The square foot gardener represents the Classics Mentorial Approach or Leadership Education. The harvest from this method is very fine. This approach can be used even with larger families. It takes time and dedication to implement.

The greenhouse was the private schools.  This also yields a fine harvest.

The raised bed gardener represented a living education like Charlotte Mason. Again, like the other methods it too yields a harvest.

Many of us jump from method to method. We have accumulated rooms of "buyer’s remorse." We could free ourselves from guilt and sell it all on the internet :) 'Big doors swing on small hinges.'Consistently applied effort in any of these methods will bring a glad harvest. We need to take stock. We need to weigh out the options; then choose wisely the materials and methods to use. The Charlotte Mason method helps you eat the elephant on bite at a time, as I also feel Leadership Education does. They both can cover the typical school subjects and more, and in the way children naturally learn. Both can be taught one-on-one, or in a group.  I find that they can both be used together, or rather that Charlotte Mason ideas can be used in a Leadership Education context. I find this very freeing. 

You need to choose what system works best with you and your family, and then consistently do it. There is a tendency for some people to not stay long enough with the model they have chosen and may not do the needed study to fully implement the model. This may be because the model requires more effort to fully understand, and that one may have unrealistic expectations. We also have got to stop this perfectionistic craziness of always looking for the best curriculum. I understand we want the best we can provide for our children. Perfect curriculum does not exist. Educational theories are in constant change. We need to see that we will never harvest, if we cannot consistently apply anything. We need the discipline of habit and patience or the ability to delay gratification.

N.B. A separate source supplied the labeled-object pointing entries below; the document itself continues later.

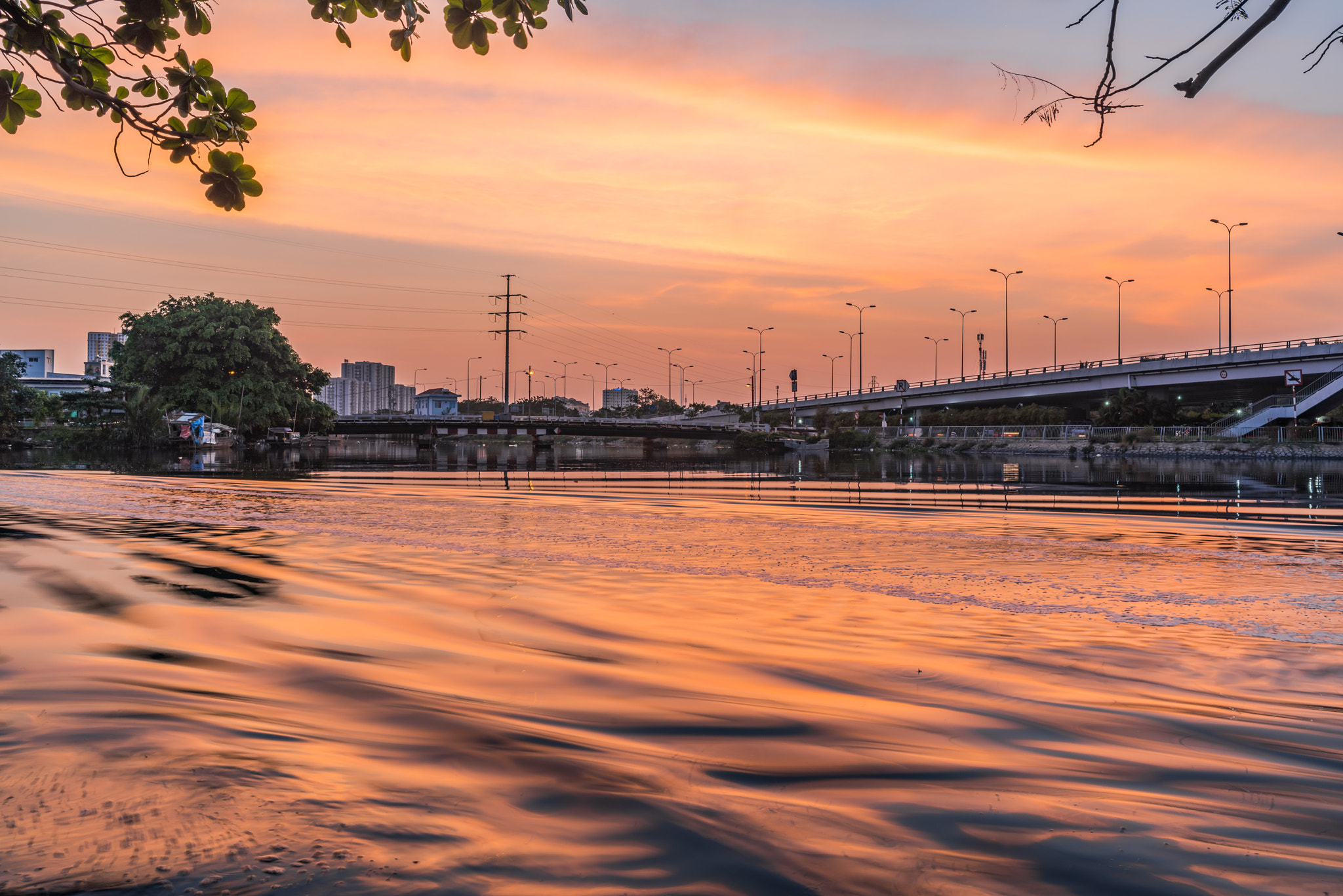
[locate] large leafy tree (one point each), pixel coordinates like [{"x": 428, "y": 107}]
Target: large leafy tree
[
  {"x": 121, "y": 61},
  {"x": 214, "y": 355}
]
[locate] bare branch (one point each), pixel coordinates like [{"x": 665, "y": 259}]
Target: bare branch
[{"x": 1195, "y": 84}]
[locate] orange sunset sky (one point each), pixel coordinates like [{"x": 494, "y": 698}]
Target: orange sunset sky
[{"x": 666, "y": 175}]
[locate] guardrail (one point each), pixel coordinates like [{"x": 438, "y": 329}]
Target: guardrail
[
  {"x": 1104, "y": 435},
  {"x": 1076, "y": 366}
]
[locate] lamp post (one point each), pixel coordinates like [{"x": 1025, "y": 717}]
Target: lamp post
[
  {"x": 469, "y": 379},
  {"x": 861, "y": 309},
  {"x": 683, "y": 381},
  {"x": 761, "y": 362},
  {"x": 1006, "y": 341},
  {"x": 1229, "y": 229},
  {"x": 1220, "y": 293},
  {"x": 593, "y": 406},
  {"x": 669, "y": 351},
  {"x": 755, "y": 382},
  {"x": 935, "y": 355},
  {"x": 1056, "y": 321},
  {"x": 566, "y": 375},
  {"x": 833, "y": 370},
  {"x": 851, "y": 357},
  {"x": 963, "y": 338},
  {"x": 1119, "y": 316}
]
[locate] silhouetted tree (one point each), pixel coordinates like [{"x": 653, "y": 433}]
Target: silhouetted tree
[
  {"x": 98, "y": 56},
  {"x": 1112, "y": 90}
]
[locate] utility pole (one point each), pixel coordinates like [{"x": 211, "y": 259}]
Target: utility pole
[
  {"x": 508, "y": 331},
  {"x": 861, "y": 309}
]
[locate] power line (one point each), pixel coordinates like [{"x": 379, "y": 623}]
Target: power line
[
  {"x": 82, "y": 250},
  {"x": 230, "y": 292}
]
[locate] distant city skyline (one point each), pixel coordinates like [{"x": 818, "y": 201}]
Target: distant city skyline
[{"x": 711, "y": 180}]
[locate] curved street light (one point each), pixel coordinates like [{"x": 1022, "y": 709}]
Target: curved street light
[
  {"x": 935, "y": 355},
  {"x": 1057, "y": 321},
  {"x": 1229, "y": 229},
  {"x": 669, "y": 351},
  {"x": 851, "y": 357},
  {"x": 1006, "y": 341},
  {"x": 861, "y": 309},
  {"x": 1119, "y": 317},
  {"x": 833, "y": 359},
  {"x": 1220, "y": 293},
  {"x": 963, "y": 336}
]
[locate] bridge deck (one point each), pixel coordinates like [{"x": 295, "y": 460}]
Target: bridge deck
[{"x": 1243, "y": 372}]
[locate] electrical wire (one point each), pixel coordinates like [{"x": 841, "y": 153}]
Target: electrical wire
[{"x": 101, "y": 253}]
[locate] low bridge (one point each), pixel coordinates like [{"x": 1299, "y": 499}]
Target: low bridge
[
  {"x": 1241, "y": 374},
  {"x": 540, "y": 427}
]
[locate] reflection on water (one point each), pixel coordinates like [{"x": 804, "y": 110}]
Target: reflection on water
[{"x": 639, "y": 682}]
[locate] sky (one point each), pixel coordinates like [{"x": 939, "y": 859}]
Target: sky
[{"x": 662, "y": 176}]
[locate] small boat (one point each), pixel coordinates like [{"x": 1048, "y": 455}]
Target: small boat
[{"x": 803, "y": 445}]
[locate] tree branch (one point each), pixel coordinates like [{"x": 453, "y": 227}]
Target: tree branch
[{"x": 1195, "y": 84}]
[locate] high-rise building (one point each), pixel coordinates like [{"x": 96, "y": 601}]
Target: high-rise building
[
  {"x": 618, "y": 398},
  {"x": 348, "y": 397},
  {"x": 401, "y": 399},
  {"x": 380, "y": 376},
  {"x": 100, "y": 345}
]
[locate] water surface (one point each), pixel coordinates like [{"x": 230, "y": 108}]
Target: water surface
[{"x": 625, "y": 679}]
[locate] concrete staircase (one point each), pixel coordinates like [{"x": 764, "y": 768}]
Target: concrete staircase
[{"x": 1267, "y": 410}]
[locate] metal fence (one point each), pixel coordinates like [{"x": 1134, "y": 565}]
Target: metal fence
[{"x": 1079, "y": 433}]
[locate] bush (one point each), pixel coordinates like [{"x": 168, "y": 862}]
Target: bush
[{"x": 852, "y": 440}]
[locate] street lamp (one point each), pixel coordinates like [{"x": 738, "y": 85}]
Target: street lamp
[
  {"x": 469, "y": 379},
  {"x": 755, "y": 379},
  {"x": 1057, "y": 321},
  {"x": 851, "y": 357},
  {"x": 861, "y": 309},
  {"x": 1229, "y": 229},
  {"x": 1006, "y": 343},
  {"x": 1220, "y": 293},
  {"x": 761, "y": 362},
  {"x": 669, "y": 351},
  {"x": 593, "y": 406},
  {"x": 935, "y": 355},
  {"x": 683, "y": 381},
  {"x": 963, "y": 338},
  {"x": 566, "y": 375},
  {"x": 1119, "y": 317},
  {"x": 833, "y": 370}
]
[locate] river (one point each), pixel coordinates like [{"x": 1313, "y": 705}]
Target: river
[{"x": 489, "y": 671}]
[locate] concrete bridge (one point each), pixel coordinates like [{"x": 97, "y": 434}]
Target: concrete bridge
[
  {"x": 1241, "y": 374},
  {"x": 538, "y": 427}
]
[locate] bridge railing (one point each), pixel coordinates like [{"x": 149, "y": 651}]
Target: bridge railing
[
  {"x": 1076, "y": 366},
  {"x": 1107, "y": 435}
]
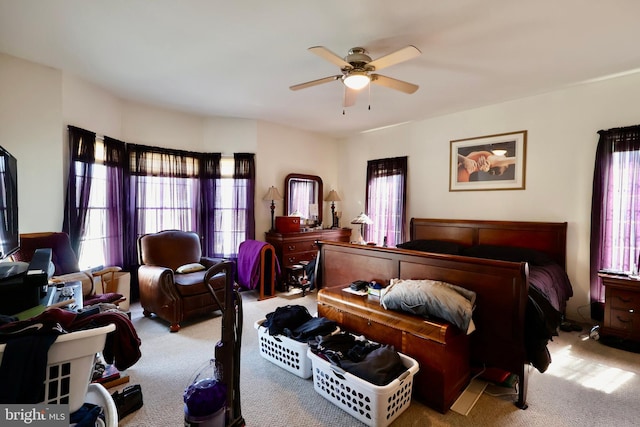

Nature walk and Wild Day Time (science)! Story Time (literature and character development)! Crazy Day Time (Field trips and inspiration)! Do school each day. The sanity you save may be your own. Do not try to catch up. Catch up to what? Learning is a continuum. Trying to cram learning will only drown and burnout your tender children. Just place one foot in front of the other and keep, consistently moving forward.

Remember that the tortoise learned that slow and steady wins the race. If you keep moving in the right direction it is amazing what little bites here and little bites there will accomplish. Those little bites add up and the sum total can be more than you can imagine.